Hoy
hubo niebla. Creo que ya hablé de la niebla. La Plata es una ciudad húmeda y
hay niebla cada quince días. La de hoy fue densa. La gente parecía sombras moviéndose
por una marea blanca. La niebla es llamativa. La quietud que trae simula a
nuestro alrededor una especie de soledad. Nos parece que la ciudad está
deshabitada. Nos sumergimos en un territorio de ensueño donde los sonidos, las
luces y las siluetas empiezan a ser lo único que tenemos para guiarnos. Ahí,
como un sol obturado, el farol de la calle. Allá, el rugido de un auto o una
frenada. Las baldosas flojas delatan a alguien que se acerca.

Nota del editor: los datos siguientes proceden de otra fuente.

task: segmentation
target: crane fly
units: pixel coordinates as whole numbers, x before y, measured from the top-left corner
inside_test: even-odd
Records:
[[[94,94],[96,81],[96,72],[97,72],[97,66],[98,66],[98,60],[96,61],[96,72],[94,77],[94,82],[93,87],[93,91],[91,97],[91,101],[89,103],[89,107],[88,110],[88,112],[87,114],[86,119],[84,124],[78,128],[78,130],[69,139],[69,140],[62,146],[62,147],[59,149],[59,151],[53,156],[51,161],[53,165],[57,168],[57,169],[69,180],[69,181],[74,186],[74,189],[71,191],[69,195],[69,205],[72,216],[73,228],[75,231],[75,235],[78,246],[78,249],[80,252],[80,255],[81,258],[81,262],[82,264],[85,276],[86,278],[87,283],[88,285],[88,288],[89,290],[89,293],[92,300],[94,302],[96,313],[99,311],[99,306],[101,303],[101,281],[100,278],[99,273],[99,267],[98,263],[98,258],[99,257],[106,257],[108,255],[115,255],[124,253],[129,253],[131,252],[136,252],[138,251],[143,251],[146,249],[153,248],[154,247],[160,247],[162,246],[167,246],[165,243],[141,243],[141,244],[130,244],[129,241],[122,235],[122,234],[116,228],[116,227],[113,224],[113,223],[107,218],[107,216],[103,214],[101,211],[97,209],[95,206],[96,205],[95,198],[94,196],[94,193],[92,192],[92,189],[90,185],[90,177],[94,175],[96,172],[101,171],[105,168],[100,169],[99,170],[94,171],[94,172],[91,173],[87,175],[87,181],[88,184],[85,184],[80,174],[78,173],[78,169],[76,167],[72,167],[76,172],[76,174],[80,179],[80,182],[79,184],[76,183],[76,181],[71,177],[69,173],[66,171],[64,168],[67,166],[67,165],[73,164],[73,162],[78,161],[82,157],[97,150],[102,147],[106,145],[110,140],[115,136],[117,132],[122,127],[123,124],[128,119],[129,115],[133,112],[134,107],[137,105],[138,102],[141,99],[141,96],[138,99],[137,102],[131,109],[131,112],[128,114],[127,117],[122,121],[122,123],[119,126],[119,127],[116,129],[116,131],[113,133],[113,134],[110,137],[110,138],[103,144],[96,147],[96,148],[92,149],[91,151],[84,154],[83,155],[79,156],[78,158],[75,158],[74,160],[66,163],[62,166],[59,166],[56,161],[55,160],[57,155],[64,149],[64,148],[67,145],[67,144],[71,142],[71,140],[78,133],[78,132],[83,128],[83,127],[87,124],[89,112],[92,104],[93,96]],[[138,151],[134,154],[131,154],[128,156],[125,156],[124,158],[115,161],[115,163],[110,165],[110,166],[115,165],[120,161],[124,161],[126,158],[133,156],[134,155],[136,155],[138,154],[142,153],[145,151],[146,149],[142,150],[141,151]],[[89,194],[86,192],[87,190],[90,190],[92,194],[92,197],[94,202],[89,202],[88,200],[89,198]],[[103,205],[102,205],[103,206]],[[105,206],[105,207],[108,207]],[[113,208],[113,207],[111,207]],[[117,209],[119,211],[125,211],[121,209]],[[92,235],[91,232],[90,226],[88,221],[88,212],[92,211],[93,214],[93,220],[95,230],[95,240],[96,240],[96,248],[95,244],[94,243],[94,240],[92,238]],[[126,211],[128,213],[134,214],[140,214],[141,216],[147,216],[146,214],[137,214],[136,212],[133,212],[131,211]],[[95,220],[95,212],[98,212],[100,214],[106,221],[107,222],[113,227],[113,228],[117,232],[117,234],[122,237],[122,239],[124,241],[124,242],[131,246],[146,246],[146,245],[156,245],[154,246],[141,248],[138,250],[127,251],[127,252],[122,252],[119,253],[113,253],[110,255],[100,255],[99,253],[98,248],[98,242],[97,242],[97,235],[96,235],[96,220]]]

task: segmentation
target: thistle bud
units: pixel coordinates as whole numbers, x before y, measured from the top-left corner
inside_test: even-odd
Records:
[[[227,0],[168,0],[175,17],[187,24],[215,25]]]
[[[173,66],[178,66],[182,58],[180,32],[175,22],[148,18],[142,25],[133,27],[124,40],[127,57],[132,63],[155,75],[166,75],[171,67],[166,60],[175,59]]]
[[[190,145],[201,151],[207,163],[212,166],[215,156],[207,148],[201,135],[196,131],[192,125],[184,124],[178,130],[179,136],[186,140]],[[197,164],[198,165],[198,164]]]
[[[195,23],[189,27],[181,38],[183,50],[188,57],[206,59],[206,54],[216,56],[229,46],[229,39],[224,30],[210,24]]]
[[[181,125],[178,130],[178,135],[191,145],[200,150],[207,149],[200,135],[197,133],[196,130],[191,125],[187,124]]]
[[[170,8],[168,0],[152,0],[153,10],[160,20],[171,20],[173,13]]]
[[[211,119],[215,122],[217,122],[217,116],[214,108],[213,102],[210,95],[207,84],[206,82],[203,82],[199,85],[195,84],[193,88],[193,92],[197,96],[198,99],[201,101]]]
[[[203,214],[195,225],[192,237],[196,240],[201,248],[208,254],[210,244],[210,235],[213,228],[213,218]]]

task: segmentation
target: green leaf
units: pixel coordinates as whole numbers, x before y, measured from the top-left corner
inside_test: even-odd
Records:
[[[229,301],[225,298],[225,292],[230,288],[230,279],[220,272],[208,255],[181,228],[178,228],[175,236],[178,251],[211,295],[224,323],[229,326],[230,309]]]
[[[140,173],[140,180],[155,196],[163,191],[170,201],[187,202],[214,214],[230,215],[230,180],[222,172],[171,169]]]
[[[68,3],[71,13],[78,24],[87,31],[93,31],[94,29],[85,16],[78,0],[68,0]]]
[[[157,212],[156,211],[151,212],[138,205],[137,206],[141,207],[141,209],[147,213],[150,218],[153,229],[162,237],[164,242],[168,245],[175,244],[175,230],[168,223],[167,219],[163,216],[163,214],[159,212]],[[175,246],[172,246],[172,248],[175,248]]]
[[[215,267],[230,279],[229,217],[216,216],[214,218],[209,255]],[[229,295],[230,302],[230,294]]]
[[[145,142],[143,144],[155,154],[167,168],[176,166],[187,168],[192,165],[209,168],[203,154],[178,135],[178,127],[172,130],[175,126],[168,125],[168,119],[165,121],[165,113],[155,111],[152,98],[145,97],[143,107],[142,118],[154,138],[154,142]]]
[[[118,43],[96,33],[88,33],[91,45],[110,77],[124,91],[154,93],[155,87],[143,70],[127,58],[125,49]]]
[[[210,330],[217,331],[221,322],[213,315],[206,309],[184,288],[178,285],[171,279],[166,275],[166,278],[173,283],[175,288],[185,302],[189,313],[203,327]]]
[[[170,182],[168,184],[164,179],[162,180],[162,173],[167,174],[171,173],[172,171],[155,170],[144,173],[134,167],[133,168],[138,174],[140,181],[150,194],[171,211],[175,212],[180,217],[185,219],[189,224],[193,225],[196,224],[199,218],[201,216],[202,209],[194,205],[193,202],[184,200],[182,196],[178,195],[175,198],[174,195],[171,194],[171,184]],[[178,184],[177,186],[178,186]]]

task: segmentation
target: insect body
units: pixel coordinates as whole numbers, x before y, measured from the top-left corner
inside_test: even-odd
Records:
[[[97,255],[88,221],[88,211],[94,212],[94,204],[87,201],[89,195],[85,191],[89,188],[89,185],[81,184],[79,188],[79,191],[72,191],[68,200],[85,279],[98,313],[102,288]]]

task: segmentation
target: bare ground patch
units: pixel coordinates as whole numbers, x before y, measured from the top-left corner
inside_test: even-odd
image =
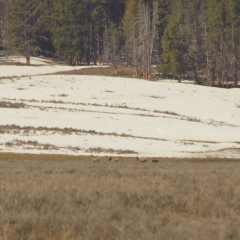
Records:
[[[0,161],[3,239],[239,238],[239,162],[29,157]]]
[[[67,96],[67,95],[66,95]],[[10,99],[5,99],[5,100],[10,100]],[[11,101],[18,101],[17,99],[11,99]],[[203,124],[208,124],[208,125],[213,125],[213,126],[228,126],[228,127],[239,127],[239,125],[235,125],[235,124],[230,124],[230,123],[226,123],[226,122],[222,122],[222,121],[216,121],[213,119],[209,119],[209,120],[202,120],[200,118],[197,117],[191,117],[191,116],[187,116],[187,115],[183,115],[183,114],[179,114],[176,112],[172,112],[172,111],[160,111],[160,110],[148,110],[145,108],[133,108],[133,107],[129,107],[126,104],[118,104],[118,105],[113,105],[113,104],[98,104],[98,103],[76,103],[76,102],[64,102],[62,100],[50,100],[50,101],[37,101],[35,99],[32,100],[25,100],[25,99],[20,99],[21,102],[37,102],[37,103],[54,103],[54,104],[71,104],[71,105],[81,105],[81,106],[95,106],[95,107],[108,107],[108,108],[120,108],[120,109],[128,109],[128,110],[134,110],[134,111],[142,111],[142,112],[146,112],[147,114],[134,114],[134,113],[128,113],[128,115],[138,115],[138,116],[143,116],[143,117],[168,117],[168,118],[172,118],[172,119],[178,119],[178,120],[182,120],[182,121],[188,121],[188,122],[198,122],[198,123],[203,123]],[[26,105],[26,104],[25,104]],[[31,107],[31,105],[29,105],[29,107]],[[49,107],[49,106],[34,106],[32,105],[32,107],[38,107],[41,110],[46,110],[46,109],[60,109],[60,110],[66,110],[66,111],[86,111],[86,112],[99,112],[99,111],[93,111],[93,110],[77,110],[74,108],[61,108],[61,107]],[[102,111],[101,111],[102,112]],[[105,113],[111,113],[111,114],[126,114],[126,113],[112,113],[112,112],[105,112]],[[159,115],[154,115],[154,113],[157,114],[163,114],[163,115],[168,115],[168,116],[159,116]],[[174,117],[171,117],[174,116]]]

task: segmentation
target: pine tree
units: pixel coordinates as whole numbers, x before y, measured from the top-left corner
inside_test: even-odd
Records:
[[[42,4],[37,0],[15,0],[10,5],[10,27],[8,32],[9,53],[20,53],[30,64],[30,55],[39,47],[36,44]]]
[[[188,44],[184,14],[180,1],[171,17],[172,19],[162,38],[162,58],[164,64],[161,65],[160,71],[163,74],[172,73],[176,75],[178,81],[181,82],[187,70]]]

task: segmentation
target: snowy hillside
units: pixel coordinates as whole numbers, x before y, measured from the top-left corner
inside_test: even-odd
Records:
[[[68,69],[0,66],[1,152],[240,158],[239,89]]]

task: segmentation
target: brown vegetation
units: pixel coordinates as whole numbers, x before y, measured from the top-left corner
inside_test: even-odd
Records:
[[[139,157],[136,157],[137,161],[143,163],[143,162],[147,162],[148,161],[148,158],[139,158]]]
[[[110,157],[109,161],[110,162],[118,162],[118,157]]]
[[[92,158],[92,162],[99,162],[100,161],[100,157],[96,157],[96,156],[91,155],[91,158]]]
[[[0,161],[0,239],[239,239],[239,162],[14,159]]]

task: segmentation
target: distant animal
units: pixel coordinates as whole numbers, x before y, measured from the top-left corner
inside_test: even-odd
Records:
[[[136,157],[137,161],[143,163],[143,162],[147,162],[148,161],[148,158],[139,158],[139,157]]]
[[[109,161],[110,162],[118,162],[118,157],[110,157]]]
[[[92,157],[92,162],[99,162],[100,161],[100,157],[94,157],[93,155],[91,155]]]

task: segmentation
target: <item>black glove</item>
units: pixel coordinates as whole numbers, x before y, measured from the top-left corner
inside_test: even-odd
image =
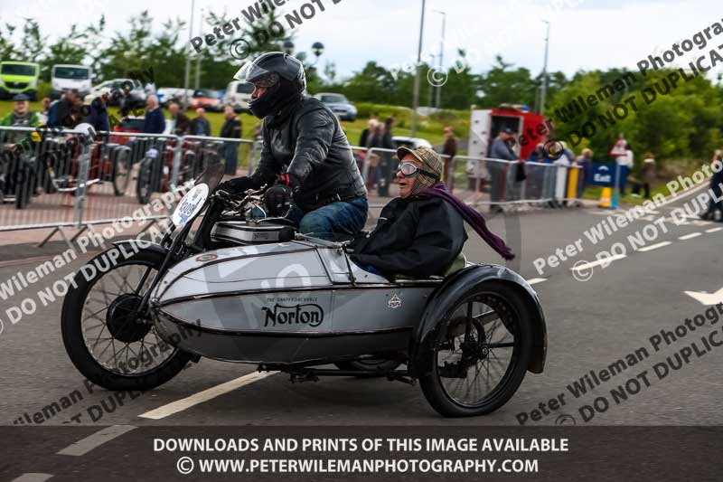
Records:
[[[291,207],[294,194],[298,194],[301,184],[293,175],[281,175],[277,184],[270,187],[264,194],[264,205],[267,213],[271,216],[285,216]]]
[[[251,176],[235,177],[219,184],[217,189],[226,191],[231,194],[241,194],[249,189],[258,189],[261,187],[258,182]]]

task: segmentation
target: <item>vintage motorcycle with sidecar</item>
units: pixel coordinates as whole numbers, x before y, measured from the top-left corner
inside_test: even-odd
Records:
[[[94,383],[149,390],[208,357],[292,382],[418,381],[439,413],[469,416],[542,372],[545,319],[518,274],[460,256],[444,277],[387,279],[346,241],[264,219],[259,192],[216,190],[221,176],[202,174],[160,243],[117,242],[76,273],[62,338]]]

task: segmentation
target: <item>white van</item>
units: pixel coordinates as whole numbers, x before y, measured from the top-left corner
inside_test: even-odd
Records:
[[[251,99],[251,93],[254,91],[253,84],[232,80],[226,88],[226,94],[223,96],[223,103],[233,107],[238,112],[249,111],[249,100]]]
[[[75,89],[83,99],[90,93],[93,71],[85,65],[58,64],[51,72],[51,99],[60,99],[61,94]]]

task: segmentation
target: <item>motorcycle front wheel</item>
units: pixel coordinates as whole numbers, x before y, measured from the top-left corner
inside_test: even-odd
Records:
[[[150,390],[178,374],[192,355],[161,339],[136,309],[163,254],[140,250],[122,259],[113,250],[118,249],[81,267],[69,287],[61,321],[63,344],[93,383],[108,390]]]

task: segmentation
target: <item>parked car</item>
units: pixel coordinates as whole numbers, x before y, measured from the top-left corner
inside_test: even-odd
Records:
[[[198,89],[193,90],[193,95],[191,98],[191,109],[198,109],[200,107],[202,107],[206,110],[221,112],[223,110],[223,104],[221,104],[219,91],[212,89]]]
[[[90,93],[93,71],[85,65],[58,64],[51,71],[51,99],[60,99],[61,94],[75,89],[80,99]]]
[[[342,120],[356,120],[356,107],[354,107],[354,105],[343,95],[321,92],[314,97],[321,100],[324,105],[326,105],[326,107],[331,109],[332,112],[339,116],[339,118]]]
[[[193,90],[188,89],[189,99],[192,97]],[[183,89],[179,87],[162,87],[155,91],[155,96],[158,98],[158,103],[163,107],[168,107],[171,102],[183,103]]]
[[[226,93],[223,96],[223,103],[233,107],[233,110],[239,112],[249,112],[249,101],[251,99],[251,93],[254,91],[253,84],[233,80],[229,82]]]
[[[29,61],[0,62],[0,98],[9,99],[25,94],[37,100],[40,65]]]
[[[113,79],[99,84],[90,90],[90,93],[98,97],[100,95],[101,89],[110,89],[111,96],[108,104],[119,106],[125,102],[125,107],[131,109],[143,108],[146,105],[146,90],[143,84],[136,79]]]

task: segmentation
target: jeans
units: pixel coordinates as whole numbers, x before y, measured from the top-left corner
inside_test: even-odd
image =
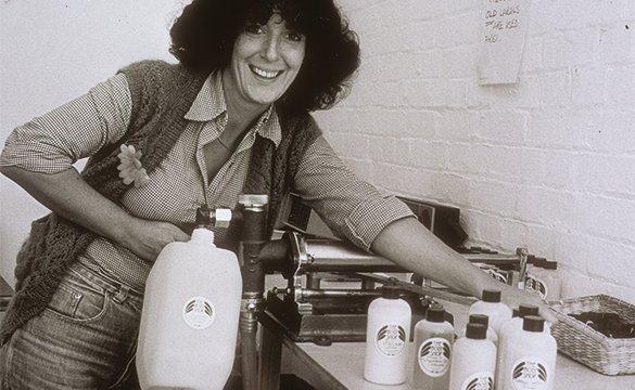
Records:
[[[78,262],[0,350],[2,390],[130,389],[143,296]]]

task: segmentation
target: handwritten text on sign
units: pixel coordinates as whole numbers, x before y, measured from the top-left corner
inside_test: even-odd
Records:
[[[483,0],[479,83],[513,83],[518,78],[531,0]]]

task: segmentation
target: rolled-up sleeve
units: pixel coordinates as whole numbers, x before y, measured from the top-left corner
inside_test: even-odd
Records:
[[[87,94],[15,128],[4,143],[0,166],[56,173],[120,139],[130,120],[126,76],[116,75]]]
[[[365,250],[385,226],[414,217],[395,196],[358,179],[323,136],[306,150],[295,190],[330,229]]]

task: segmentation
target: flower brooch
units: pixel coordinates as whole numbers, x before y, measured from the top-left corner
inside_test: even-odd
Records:
[[[135,146],[122,145],[122,151],[117,157],[119,157],[119,164],[117,169],[119,170],[119,178],[124,179],[124,184],[128,185],[135,183],[135,187],[138,188],[150,181],[145,168],[141,166],[141,151],[135,151]]]

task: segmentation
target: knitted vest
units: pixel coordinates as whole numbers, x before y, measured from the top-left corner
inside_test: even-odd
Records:
[[[207,77],[160,61],[140,62],[122,72],[132,99],[130,125],[118,143],[105,145],[81,172],[91,187],[115,203],[129,188],[118,177],[119,146],[134,145],[142,151],[141,164],[151,174],[185,130],[185,115]],[[278,116],[282,128],[280,144],[276,147],[270,140],[256,135],[243,186],[245,194],[269,195],[269,234],[281,200],[293,184],[302,155],[320,134],[308,114],[291,116],[278,110]],[[54,213],[33,222],[30,234],[17,255],[16,292],[0,329],[0,344],[43,311],[67,268],[96,236]]]

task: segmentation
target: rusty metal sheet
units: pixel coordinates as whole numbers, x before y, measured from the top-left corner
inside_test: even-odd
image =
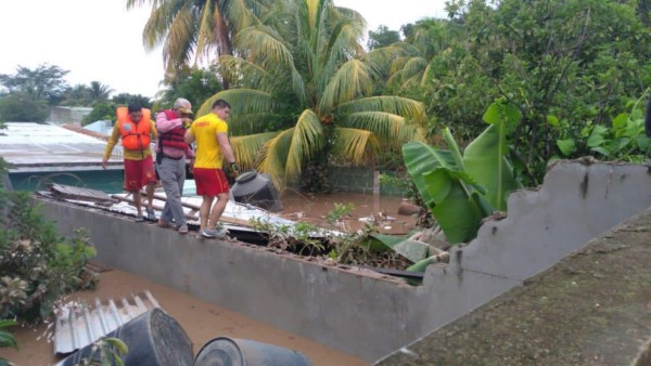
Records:
[[[72,301],[60,310],[54,331],[54,353],[81,349],[153,308],[161,308],[149,290],[117,301],[95,298],[92,304]]]

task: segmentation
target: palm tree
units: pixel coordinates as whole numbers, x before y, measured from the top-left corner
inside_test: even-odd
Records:
[[[92,97],[92,103],[105,102],[111,96],[111,92],[113,89],[108,86],[104,86],[99,81],[90,82],[90,96]]]
[[[194,64],[212,53],[232,55],[231,38],[256,22],[269,0],[127,0],[127,9],[149,2],[152,13],[142,32],[148,51],[163,47],[166,78],[174,78],[183,65]],[[224,89],[229,88],[222,80]]]
[[[279,2],[234,38],[241,56],[219,58],[242,88],[217,93],[199,115],[227,100],[238,161],[270,174],[278,186],[318,157],[361,165],[380,146],[399,151],[422,139],[421,103],[373,95],[398,50],[365,53],[363,27],[357,12],[332,0]]]

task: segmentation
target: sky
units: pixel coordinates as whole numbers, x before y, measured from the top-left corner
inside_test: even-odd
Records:
[[[423,17],[444,17],[445,0],[334,0],[358,11],[368,30],[399,30]],[[126,10],[125,0],[35,0],[0,3],[0,74],[47,64],[69,70],[71,86],[99,81],[113,94],[153,97],[163,80],[161,48],[144,50],[142,29],[151,10]]]

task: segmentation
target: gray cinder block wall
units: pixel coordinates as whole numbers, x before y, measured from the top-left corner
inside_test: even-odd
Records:
[[[475,240],[452,250],[449,264],[430,266],[417,287],[42,201],[62,234],[88,228],[106,265],[373,362],[522,285],[651,206],[651,173],[637,165],[559,162],[540,188],[511,195],[507,219],[484,223]]]

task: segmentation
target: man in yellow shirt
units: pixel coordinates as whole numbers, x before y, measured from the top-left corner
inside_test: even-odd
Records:
[[[154,160],[150,149],[151,139],[157,139],[156,126],[151,120],[151,110],[142,108],[137,104],[129,104],[128,107],[119,107],[116,110],[117,121],[113,127],[111,139],[106,144],[102,168],[106,169],[108,157],[113,147],[122,140],[125,156],[125,191],[133,195],[133,204],[138,215],[136,221],[142,222],[142,204],[140,199],[140,189],[146,185],[146,218],[156,220],[154,213],[154,185],[156,184],[156,173],[154,171]]]
[[[228,125],[226,119],[230,115],[230,104],[225,100],[213,103],[210,113],[197,118],[186,132],[186,142],[196,142],[194,157],[194,182],[196,195],[203,197],[200,208],[201,235],[204,237],[224,237],[226,230],[217,228],[217,222],[228,202],[228,180],[221,169],[222,160],[238,171],[235,156],[228,141]],[[217,202],[213,202],[217,197]]]

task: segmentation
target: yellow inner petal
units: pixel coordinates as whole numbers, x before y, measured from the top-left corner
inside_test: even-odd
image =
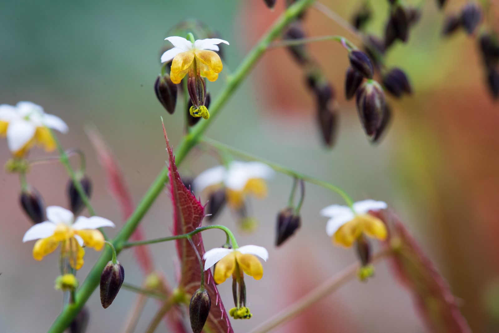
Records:
[[[248,253],[243,254],[236,251],[236,259],[243,272],[253,277],[255,280],[261,279],[263,276],[263,268],[256,256]]]
[[[85,245],[87,247],[93,248],[97,251],[102,249],[102,247],[104,246],[104,236],[98,230],[83,229],[77,230],[75,233],[81,237]]]
[[[232,275],[236,268],[236,254],[230,253],[217,263],[213,279],[220,285]]]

Un hombre se
corporiza, como si fuera vomitado por la niebla. Uno va sintiendo la humedad en
la cara. El pelo se moja levemente y comienza a retorcerse. Sentís que una gota
se estanca en el parietal. Es un lago imperceptible en la frente. Un movimiento
brusco hace que caiga sobre el ojo. Te lo secás y observás una fina capa de
puntos blancos que se mueve en el aire. El viento sacude apenas la cortina de
humedad que no alcanza a ser una lluvia, pero moja. La ropa se convierte en una
tela pastosa y fría, ya no protege de la baja temperatura, ha sucumbida ante el
abrazo silencioso de la humedad. Las cosas se van empapando lentamente, el
papel se ablanda y pierde sensibilidad. El óxido anida en todas las puertas y
picaportes que reciben el beso húmedo de la niebla. Los huesos duelen, crujen,
se vuelven una bisagra rechinante y vencida. Las paredes se descascarán, se
desmigajan, caen pedazos de la piel de látex dejando ver capas y capas de vestidos
anteriores que lucieron. Todo se va muriendo de a poco, perece ante el avance
cansino e imparable de la niebla. No se
puede vivir así. Lo que mata es la humedad.